Personal computing discussed
meerkt wrote:No H265 comparison, oddly.
jihadjoe wrote:AFAIK AV1 is about even to slightly better than HEVC at lower bitrates, HEVC taking the lead at higher bitrates.
IMO the the problem mostly is AV1 is second to market, and HEVC already has a solid foothold in devices with dedicated decode/encode hardware. It's in GPUs, camcorders, set-top boxes, DVD/BR players... Unless AV1 gets dedicated decode hardware it will actually cost the consumer more to use it just because of power use from less efficient decode. Netflix and Google will probably use it, but that's savings for THEM, achieved with additional costs (decode inefficiency) passed on to the consumer.
The royalty-free argument is hard to sell too, because that cost is born by the device manufacturers and isn't really felt by the consumer.
DragonDaddyBear wrote:H.265 won't die, tough. The movie and tv industry, which produce the majority of the content, are backing the incumbent and profiting from it. We, the consumers, will still need devices that support it. The biggest winner in this is the streaming providers.
Redocbew wrote:If the only downside to AV1 is longer encoding times I doubt Netflix, Amazon, et al really care too much about that, but a reduction in bandwidth could be a big deal.

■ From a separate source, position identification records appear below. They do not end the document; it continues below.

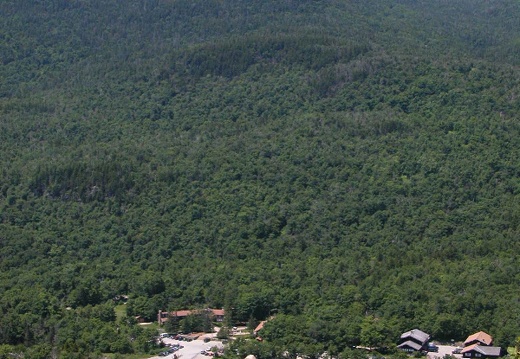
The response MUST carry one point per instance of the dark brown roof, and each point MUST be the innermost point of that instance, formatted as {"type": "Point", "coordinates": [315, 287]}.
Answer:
{"type": "Point", "coordinates": [481, 337]}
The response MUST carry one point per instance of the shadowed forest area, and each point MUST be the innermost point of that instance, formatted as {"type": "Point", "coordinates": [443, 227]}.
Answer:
{"type": "Point", "coordinates": [351, 168]}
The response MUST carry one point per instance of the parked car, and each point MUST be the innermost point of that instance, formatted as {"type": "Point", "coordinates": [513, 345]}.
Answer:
{"type": "Point", "coordinates": [457, 350]}
{"type": "Point", "coordinates": [433, 348]}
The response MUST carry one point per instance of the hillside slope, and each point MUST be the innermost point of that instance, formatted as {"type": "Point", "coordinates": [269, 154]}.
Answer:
{"type": "Point", "coordinates": [350, 166]}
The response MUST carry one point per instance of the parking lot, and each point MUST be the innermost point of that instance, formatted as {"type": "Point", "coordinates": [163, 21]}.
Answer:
{"type": "Point", "coordinates": [443, 350]}
{"type": "Point", "coordinates": [190, 350]}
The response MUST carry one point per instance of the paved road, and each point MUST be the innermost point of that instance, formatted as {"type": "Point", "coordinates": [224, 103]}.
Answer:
{"type": "Point", "coordinates": [443, 350]}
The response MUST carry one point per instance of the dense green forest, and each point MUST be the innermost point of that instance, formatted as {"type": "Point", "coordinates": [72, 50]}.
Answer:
{"type": "Point", "coordinates": [351, 168]}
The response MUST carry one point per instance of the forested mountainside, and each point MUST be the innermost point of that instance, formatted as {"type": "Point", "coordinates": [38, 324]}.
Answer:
{"type": "Point", "coordinates": [351, 168]}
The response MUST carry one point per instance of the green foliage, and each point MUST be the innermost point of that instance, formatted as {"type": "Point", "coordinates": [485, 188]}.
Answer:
{"type": "Point", "coordinates": [286, 159]}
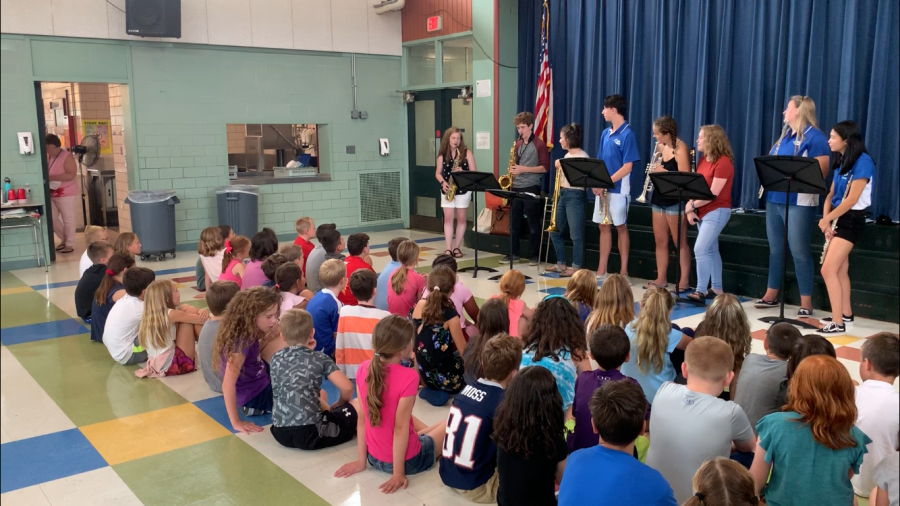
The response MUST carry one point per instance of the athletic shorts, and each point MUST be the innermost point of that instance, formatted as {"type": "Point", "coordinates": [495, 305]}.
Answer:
{"type": "Point", "coordinates": [618, 208]}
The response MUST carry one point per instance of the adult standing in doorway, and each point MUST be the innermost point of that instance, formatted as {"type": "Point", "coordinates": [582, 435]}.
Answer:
{"type": "Point", "coordinates": [532, 161]}
{"type": "Point", "coordinates": [63, 192]}
{"type": "Point", "coordinates": [454, 157]}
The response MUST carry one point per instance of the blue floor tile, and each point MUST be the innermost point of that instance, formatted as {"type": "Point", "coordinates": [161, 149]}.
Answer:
{"type": "Point", "coordinates": [45, 458]}
{"type": "Point", "coordinates": [42, 331]}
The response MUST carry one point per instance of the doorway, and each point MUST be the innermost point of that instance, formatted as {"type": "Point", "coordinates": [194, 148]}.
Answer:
{"type": "Point", "coordinates": [88, 120]}
{"type": "Point", "coordinates": [428, 117]}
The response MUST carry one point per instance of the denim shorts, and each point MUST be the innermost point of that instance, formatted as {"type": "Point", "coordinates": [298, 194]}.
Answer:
{"type": "Point", "coordinates": [420, 463]}
{"type": "Point", "coordinates": [667, 210]}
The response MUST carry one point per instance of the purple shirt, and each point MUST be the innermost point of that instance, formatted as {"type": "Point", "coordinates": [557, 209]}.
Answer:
{"type": "Point", "coordinates": [253, 378]}
{"type": "Point", "coordinates": [585, 385]}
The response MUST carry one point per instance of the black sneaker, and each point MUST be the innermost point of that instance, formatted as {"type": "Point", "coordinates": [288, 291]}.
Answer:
{"type": "Point", "coordinates": [833, 328]}
{"type": "Point", "coordinates": [847, 319]}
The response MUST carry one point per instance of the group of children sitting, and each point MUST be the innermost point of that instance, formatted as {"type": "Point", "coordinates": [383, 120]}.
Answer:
{"type": "Point", "coordinates": [578, 400]}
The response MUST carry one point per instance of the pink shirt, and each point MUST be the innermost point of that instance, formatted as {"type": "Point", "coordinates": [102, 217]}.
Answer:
{"type": "Point", "coordinates": [400, 304]}
{"type": "Point", "coordinates": [400, 382]}
{"type": "Point", "coordinates": [516, 306]}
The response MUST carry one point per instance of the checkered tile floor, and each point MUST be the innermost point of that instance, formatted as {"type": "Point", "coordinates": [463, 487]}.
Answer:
{"type": "Point", "coordinates": [79, 429]}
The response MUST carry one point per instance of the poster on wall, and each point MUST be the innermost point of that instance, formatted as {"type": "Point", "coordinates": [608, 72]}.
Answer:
{"type": "Point", "coordinates": [102, 130]}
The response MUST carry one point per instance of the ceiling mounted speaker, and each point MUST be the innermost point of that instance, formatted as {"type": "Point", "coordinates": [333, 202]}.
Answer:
{"type": "Point", "coordinates": [153, 18]}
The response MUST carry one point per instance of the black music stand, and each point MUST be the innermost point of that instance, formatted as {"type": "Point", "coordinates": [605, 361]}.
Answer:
{"type": "Point", "coordinates": [471, 181]}
{"type": "Point", "coordinates": [512, 196]}
{"type": "Point", "coordinates": [789, 174]}
{"type": "Point", "coordinates": [681, 186]}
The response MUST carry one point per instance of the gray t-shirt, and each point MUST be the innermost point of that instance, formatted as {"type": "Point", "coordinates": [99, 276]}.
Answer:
{"type": "Point", "coordinates": [297, 374]}
{"type": "Point", "coordinates": [886, 477]}
{"type": "Point", "coordinates": [758, 384]}
{"type": "Point", "coordinates": [529, 158]}
{"type": "Point", "coordinates": [686, 429]}
{"type": "Point", "coordinates": [205, 343]}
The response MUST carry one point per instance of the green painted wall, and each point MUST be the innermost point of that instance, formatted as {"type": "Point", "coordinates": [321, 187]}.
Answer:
{"type": "Point", "coordinates": [182, 96]}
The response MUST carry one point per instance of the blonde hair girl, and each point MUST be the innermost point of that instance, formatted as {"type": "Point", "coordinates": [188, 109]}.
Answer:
{"type": "Point", "coordinates": [168, 331]}
{"type": "Point", "coordinates": [615, 305]}
{"type": "Point", "coordinates": [582, 292]}
{"type": "Point", "coordinates": [249, 326]}
{"type": "Point", "coordinates": [387, 394]}
{"type": "Point", "coordinates": [725, 319]}
{"type": "Point", "coordinates": [512, 286]}
{"type": "Point", "coordinates": [652, 340]}
{"type": "Point", "coordinates": [407, 285]}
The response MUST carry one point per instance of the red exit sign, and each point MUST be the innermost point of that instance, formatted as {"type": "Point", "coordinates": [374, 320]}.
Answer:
{"type": "Point", "coordinates": [434, 23]}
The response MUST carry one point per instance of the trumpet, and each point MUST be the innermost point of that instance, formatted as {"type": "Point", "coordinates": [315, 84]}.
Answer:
{"type": "Point", "coordinates": [507, 179]}
{"type": "Point", "coordinates": [648, 184]}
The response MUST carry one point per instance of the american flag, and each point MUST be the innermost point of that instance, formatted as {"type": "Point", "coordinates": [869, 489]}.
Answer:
{"type": "Point", "coordinates": [543, 107]}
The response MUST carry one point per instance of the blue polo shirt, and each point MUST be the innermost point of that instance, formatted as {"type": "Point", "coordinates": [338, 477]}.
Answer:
{"type": "Point", "coordinates": [812, 145]}
{"type": "Point", "coordinates": [325, 310]}
{"type": "Point", "coordinates": [864, 168]}
{"type": "Point", "coordinates": [616, 149]}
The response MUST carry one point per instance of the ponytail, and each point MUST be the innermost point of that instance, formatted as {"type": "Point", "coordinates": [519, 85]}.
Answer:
{"type": "Point", "coordinates": [117, 264]}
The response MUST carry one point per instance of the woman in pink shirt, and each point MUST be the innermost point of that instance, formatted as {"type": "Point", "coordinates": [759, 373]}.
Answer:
{"type": "Point", "coordinates": [387, 393]}
{"type": "Point", "coordinates": [63, 192]}
{"type": "Point", "coordinates": [407, 285]}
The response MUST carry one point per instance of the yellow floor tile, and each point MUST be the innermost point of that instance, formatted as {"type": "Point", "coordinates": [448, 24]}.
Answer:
{"type": "Point", "coordinates": [843, 340]}
{"type": "Point", "coordinates": [147, 434]}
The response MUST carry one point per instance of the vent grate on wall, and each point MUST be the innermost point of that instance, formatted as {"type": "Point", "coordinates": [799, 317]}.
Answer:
{"type": "Point", "coordinates": [379, 197]}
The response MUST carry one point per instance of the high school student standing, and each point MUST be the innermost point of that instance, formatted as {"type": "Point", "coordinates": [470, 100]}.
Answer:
{"type": "Point", "coordinates": [800, 137]}
{"type": "Point", "coordinates": [850, 196]}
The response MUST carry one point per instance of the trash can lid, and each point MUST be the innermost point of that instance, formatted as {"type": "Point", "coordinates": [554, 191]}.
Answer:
{"type": "Point", "coordinates": [149, 196]}
{"type": "Point", "coordinates": [252, 189]}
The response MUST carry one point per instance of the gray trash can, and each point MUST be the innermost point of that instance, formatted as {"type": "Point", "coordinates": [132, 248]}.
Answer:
{"type": "Point", "coordinates": [153, 220]}
{"type": "Point", "coordinates": [238, 207]}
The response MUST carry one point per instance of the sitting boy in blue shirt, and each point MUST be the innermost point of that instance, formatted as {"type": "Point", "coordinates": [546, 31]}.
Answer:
{"type": "Point", "coordinates": [608, 473]}
{"type": "Point", "coordinates": [325, 307]}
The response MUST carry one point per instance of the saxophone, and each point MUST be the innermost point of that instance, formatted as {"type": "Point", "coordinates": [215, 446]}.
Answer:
{"type": "Point", "coordinates": [507, 179]}
{"type": "Point", "coordinates": [451, 190]}
{"type": "Point", "coordinates": [648, 184]}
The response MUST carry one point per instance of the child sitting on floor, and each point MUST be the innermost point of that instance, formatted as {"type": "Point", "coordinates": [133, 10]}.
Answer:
{"type": "Point", "coordinates": [110, 290]}
{"type": "Point", "coordinates": [610, 348]}
{"type": "Point", "coordinates": [353, 341]}
{"type": "Point", "coordinates": [439, 339]}
{"type": "Point", "coordinates": [325, 306]}
{"type": "Point", "coordinates": [807, 453]}
{"type": "Point", "coordinates": [582, 292]}
{"type": "Point", "coordinates": [609, 469]}
{"type": "Point", "coordinates": [168, 331]}
{"type": "Point", "coordinates": [236, 251]}
{"type": "Point", "coordinates": [390, 438]}
{"type": "Point", "coordinates": [92, 234]}
{"type": "Point", "coordinates": [218, 295]}
{"type": "Point", "coordinates": [689, 424]}
{"type": "Point", "coordinates": [556, 342]}
{"type": "Point", "coordinates": [250, 324]}
{"type": "Point", "coordinates": [469, 464]}
{"type": "Point", "coordinates": [652, 340]}
{"type": "Point", "coordinates": [99, 253]}
{"type": "Point", "coordinates": [406, 284]}
{"type": "Point", "coordinates": [211, 249]}
{"type": "Point", "coordinates": [121, 332]}
{"type": "Point", "coordinates": [512, 286]}
{"type": "Point", "coordinates": [301, 417]}
{"type": "Point", "coordinates": [761, 376]}
{"type": "Point", "coordinates": [291, 285]}
{"type": "Point", "coordinates": [528, 431]}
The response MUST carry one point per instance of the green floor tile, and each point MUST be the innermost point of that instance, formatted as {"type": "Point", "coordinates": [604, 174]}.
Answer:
{"type": "Point", "coordinates": [87, 384]}
{"type": "Point", "coordinates": [223, 471]}
{"type": "Point", "coordinates": [28, 308]}
{"type": "Point", "coordinates": [9, 280]}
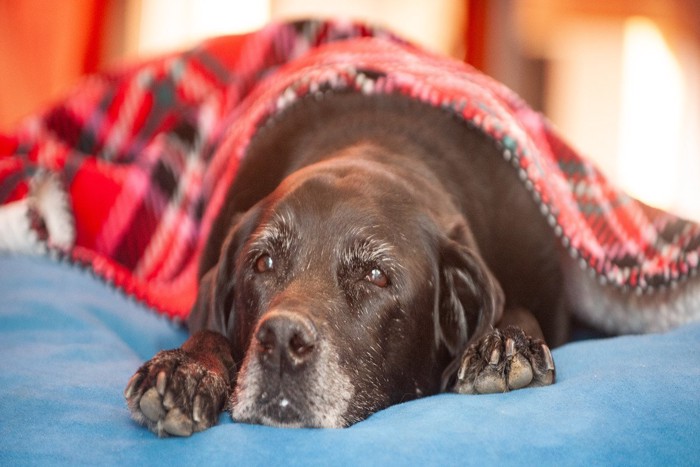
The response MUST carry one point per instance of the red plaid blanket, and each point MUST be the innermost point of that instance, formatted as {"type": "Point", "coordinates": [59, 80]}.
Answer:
{"type": "Point", "coordinates": [127, 173]}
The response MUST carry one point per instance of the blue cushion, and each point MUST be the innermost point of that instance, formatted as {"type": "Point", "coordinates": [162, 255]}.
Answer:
{"type": "Point", "coordinates": [69, 343]}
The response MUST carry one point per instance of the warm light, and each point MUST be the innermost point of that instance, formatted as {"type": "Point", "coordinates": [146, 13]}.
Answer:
{"type": "Point", "coordinates": [167, 25]}
{"type": "Point", "coordinates": [651, 116]}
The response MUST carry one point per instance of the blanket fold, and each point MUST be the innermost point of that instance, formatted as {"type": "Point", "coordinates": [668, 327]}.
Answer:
{"type": "Point", "coordinates": [127, 173]}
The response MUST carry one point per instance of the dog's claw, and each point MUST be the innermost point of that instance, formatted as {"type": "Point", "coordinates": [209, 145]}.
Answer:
{"type": "Point", "coordinates": [131, 385]}
{"type": "Point", "coordinates": [151, 406]}
{"type": "Point", "coordinates": [161, 380]}
{"type": "Point", "coordinates": [177, 423]}
{"type": "Point", "coordinates": [505, 360]}
{"type": "Point", "coordinates": [173, 394]}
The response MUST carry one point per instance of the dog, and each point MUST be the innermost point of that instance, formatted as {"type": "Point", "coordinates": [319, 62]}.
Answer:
{"type": "Point", "coordinates": [372, 250]}
{"type": "Point", "coordinates": [361, 260]}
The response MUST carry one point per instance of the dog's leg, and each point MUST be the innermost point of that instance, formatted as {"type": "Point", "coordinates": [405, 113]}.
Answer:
{"type": "Point", "coordinates": [182, 391]}
{"type": "Point", "coordinates": [507, 358]}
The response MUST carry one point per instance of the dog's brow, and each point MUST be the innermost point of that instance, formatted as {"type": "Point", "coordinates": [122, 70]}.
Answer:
{"type": "Point", "coordinates": [368, 248]}
{"type": "Point", "coordinates": [276, 232]}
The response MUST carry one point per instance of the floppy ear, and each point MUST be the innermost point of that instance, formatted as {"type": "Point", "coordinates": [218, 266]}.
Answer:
{"type": "Point", "coordinates": [471, 300]}
{"type": "Point", "coordinates": [213, 309]}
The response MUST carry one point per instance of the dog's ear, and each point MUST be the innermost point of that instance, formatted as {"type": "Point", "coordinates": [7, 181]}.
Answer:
{"type": "Point", "coordinates": [213, 308]}
{"type": "Point", "coordinates": [471, 300]}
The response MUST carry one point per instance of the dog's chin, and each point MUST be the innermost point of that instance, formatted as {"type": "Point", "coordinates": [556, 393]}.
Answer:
{"type": "Point", "coordinates": [321, 397]}
{"type": "Point", "coordinates": [282, 414]}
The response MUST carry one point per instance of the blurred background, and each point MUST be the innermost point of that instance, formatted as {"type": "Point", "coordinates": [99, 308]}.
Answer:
{"type": "Point", "coordinates": [619, 78]}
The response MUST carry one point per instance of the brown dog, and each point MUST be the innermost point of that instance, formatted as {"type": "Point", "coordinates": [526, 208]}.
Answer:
{"type": "Point", "coordinates": [372, 250]}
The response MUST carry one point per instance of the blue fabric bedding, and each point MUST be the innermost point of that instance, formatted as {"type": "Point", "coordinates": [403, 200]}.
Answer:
{"type": "Point", "coordinates": [69, 343]}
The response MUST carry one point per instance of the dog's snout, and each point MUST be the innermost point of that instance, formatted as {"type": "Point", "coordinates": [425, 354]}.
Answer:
{"type": "Point", "coordinates": [285, 337]}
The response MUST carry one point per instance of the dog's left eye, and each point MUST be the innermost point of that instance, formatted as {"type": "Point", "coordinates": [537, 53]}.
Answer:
{"type": "Point", "coordinates": [264, 263]}
{"type": "Point", "coordinates": [377, 277]}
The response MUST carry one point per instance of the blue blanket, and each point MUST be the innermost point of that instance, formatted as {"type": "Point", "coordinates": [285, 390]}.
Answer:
{"type": "Point", "coordinates": [69, 343]}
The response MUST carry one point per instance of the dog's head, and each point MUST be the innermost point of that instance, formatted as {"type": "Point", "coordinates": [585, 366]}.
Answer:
{"type": "Point", "coordinates": [346, 290]}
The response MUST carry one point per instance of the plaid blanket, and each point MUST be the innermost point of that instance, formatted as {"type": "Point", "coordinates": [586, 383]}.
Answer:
{"type": "Point", "coordinates": [126, 175]}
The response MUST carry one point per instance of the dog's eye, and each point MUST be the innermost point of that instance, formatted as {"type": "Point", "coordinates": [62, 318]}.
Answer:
{"type": "Point", "coordinates": [264, 263]}
{"type": "Point", "coordinates": [377, 277]}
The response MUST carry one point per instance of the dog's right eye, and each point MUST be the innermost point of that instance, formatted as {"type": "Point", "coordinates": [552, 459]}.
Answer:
{"type": "Point", "coordinates": [264, 263]}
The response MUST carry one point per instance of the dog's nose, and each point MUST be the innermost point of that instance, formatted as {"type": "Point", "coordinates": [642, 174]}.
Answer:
{"type": "Point", "coordinates": [286, 338]}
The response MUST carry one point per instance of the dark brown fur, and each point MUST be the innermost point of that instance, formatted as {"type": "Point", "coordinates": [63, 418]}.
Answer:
{"type": "Point", "coordinates": [405, 258]}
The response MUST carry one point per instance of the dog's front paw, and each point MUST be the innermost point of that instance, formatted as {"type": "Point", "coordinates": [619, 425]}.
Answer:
{"type": "Point", "coordinates": [504, 360]}
{"type": "Point", "coordinates": [173, 394]}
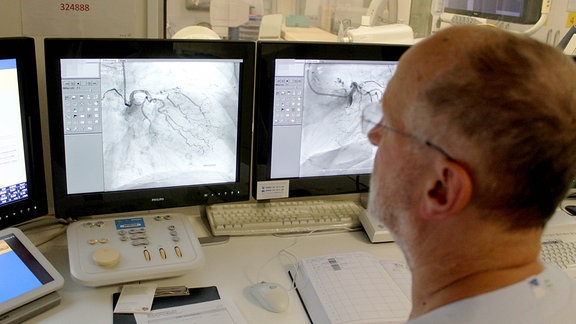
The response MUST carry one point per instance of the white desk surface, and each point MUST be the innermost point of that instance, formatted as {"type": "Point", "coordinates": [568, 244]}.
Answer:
{"type": "Point", "coordinates": [230, 266]}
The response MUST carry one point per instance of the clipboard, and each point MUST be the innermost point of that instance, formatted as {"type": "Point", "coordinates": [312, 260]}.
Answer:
{"type": "Point", "coordinates": [197, 295]}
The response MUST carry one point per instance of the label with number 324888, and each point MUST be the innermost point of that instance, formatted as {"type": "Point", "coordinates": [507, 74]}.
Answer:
{"type": "Point", "coordinates": [74, 7]}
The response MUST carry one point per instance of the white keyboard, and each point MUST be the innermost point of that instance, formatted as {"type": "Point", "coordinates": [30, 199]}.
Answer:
{"type": "Point", "coordinates": [559, 248]}
{"type": "Point", "coordinates": [302, 216]}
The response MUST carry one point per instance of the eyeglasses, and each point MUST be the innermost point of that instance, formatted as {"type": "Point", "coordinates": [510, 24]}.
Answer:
{"type": "Point", "coordinates": [372, 116]}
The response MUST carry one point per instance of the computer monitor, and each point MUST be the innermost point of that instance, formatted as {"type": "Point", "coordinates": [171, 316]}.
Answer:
{"type": "Point", "coordinates": [22, 183]}
{"type": "Point", "coordinates": [141, 124]}
{"type": "Point", "coordinates": [307, 125]}
{"type": "Point", "coordinates": [513, 11]}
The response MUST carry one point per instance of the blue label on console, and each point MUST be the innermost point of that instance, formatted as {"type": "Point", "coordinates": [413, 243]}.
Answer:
{"type": "Point", "coordinates": [129, 223]}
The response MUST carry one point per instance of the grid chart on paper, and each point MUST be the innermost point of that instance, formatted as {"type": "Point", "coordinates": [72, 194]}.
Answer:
{"type": "Point", "coordinates": [355, 287]}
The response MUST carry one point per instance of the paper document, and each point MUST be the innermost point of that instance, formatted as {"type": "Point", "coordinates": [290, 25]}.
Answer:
{"type": "Point", "coordinates": [354, 288]}
{"type": "Point", "coordinates": [212, 312]}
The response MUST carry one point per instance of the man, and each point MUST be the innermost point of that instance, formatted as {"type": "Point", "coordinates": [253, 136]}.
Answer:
{"type": "Point", "coordinates": [476, 147]}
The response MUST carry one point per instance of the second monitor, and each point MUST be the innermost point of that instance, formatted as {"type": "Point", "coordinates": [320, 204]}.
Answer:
{"type": "Point", "coordinates": [307, 123]}
{"type": "Point", "coordinates": [140, 124]}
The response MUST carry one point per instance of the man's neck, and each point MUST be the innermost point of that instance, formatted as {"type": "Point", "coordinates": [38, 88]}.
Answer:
{"type": "Point", "coordinates": [466, 270]}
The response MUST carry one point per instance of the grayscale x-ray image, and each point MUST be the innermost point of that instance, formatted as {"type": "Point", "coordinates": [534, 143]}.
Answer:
{"type": "Point", "coordinates": [334, 96]}
{"type": "Point", "coordinates": [168, 123]}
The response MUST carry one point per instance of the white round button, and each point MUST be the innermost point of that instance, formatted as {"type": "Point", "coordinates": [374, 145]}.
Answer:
{"type": "Point", "coordinates": [106, 257]}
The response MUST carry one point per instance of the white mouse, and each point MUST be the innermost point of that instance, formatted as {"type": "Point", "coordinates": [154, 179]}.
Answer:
{"type": "Point", "coordinates": [271, 296]}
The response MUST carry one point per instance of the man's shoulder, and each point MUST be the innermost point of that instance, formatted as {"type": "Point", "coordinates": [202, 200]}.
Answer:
{"type": "Point", "coordinates": [549, 297]}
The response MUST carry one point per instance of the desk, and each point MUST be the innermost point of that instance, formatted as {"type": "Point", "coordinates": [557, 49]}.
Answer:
{"type": "Point", "coordinates": [231, 267]}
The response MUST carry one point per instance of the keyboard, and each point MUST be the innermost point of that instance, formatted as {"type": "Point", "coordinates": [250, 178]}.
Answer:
{"type": "Point", "coordinates": [282, 217]}
{"type": "Point", "coordinates": [559, 248]}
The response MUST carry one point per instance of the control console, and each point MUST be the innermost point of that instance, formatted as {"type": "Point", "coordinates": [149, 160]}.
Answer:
{"type": "Point", "coordinates": [105, 251]}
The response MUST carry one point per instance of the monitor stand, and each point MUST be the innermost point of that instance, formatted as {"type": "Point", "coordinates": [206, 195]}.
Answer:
{"type": "Point", "coordinates": [31, 309]}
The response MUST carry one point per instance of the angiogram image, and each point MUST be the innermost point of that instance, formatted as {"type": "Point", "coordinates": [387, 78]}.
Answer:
{"type": "Point", "coordinates": [334, 96]}
{"type": "Point", "coordinates": [168, 123]}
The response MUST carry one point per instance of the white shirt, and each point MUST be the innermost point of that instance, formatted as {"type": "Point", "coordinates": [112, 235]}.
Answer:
{"type": "Point", "coordinates": [549, 297]}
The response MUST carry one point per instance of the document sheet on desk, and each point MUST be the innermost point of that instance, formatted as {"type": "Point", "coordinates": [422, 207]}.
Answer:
{"type": "Point", "coordinates": [216, 311]}
{"type": "Point", "coordinates": [353, 287]}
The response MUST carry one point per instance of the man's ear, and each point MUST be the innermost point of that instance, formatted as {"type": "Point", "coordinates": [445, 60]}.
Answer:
{"type": "Point", "coordinates": [448, 192]}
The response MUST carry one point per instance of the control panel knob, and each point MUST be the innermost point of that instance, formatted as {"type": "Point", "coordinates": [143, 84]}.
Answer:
{"type": "Point", "coordinates": [106, 257]}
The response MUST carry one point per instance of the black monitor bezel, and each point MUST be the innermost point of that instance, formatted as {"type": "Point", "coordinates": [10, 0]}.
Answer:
{"type": "Point", "coordinates": [23, 50]}
{"type": "Point", "coordinates": [76, 205]}
{"type": "Point", "coordinates": [267, 52]}
{"type": "Point", "coordinates": [530, 15]}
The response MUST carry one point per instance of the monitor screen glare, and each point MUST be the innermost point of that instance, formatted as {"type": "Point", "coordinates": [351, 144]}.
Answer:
{"type": "Point", "coordinates": [141, 124]}
{"type": "Point", "coordinates": [308, 139]}
{"type": "Point", "coordinates": [145, 123]}
{"type": "Point", "coordinates": [317, 112]}
{"type": "Point", "coordinates": [13, 179]}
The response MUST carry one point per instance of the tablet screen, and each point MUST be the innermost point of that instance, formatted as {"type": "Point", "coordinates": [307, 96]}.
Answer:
{"type": "Point", "coordinates": [26, 274]}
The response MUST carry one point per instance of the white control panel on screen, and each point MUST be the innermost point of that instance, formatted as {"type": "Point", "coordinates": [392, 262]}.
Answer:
{"type": "Point", "coordinates": [106, 251]}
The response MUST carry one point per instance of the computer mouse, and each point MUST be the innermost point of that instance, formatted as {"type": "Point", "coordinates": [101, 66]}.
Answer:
{"type": "Point", "coordinates": [271, 296]}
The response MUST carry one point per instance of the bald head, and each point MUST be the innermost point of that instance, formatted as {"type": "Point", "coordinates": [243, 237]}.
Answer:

Codecs for streaming video have seen considerable churn in the last few years. If that continues then I'd expect it to start looking like the web API churn with most of the major players clustering around the most widely used technology which pisses them off the least.
jensend wrote:For h.265, you have to pay expensive royalties to three separate patent consortia (MPEG LA, HEVC Advance, Velos) and, if you want to actually CYA legally, arrange licenses with fifteen other individual companies which hold h.265 patents but have not joined any consortium. This kind of disastrous legal mess and costly licensing situation is not something people are willing to deal with given that there are other viable options for video.
jihadjoe wrote:AFAIK AV1 is about even to slightly better than HEVC at lower bitrates, HEVC taking the lead at higher bitrates.
jensend wrote:the emergence of the superior AV1
strangerguy wrote:Even my crappy Snapdragon 435 phone decodes HEVC 8-bit without issue.
The added encode compute complexity of the HEVC tier codecs will be mostly handed by server side of the streaming sites anyway. If for 99% of end users who are using a land-based Internet connection I doubt the codec choice matters at all, especially since everyone can just fall back to H264/VP9.
Flying Fox wrote:jihadjoe wrote:AFAIK AV1 is about even to slightly better than HEVC at lower bitrates, HEVC taking the lead at higher bitrates.jensend wrote:the emergence of the superior AV1
How much more "superior" are we talking about here, I assume these are referring to quality?
DancinJack wrote:I would note, those figures look to be AV1 from Jan 2017. No idea what it looks like now as I haven't seen much news, but two years is a long time.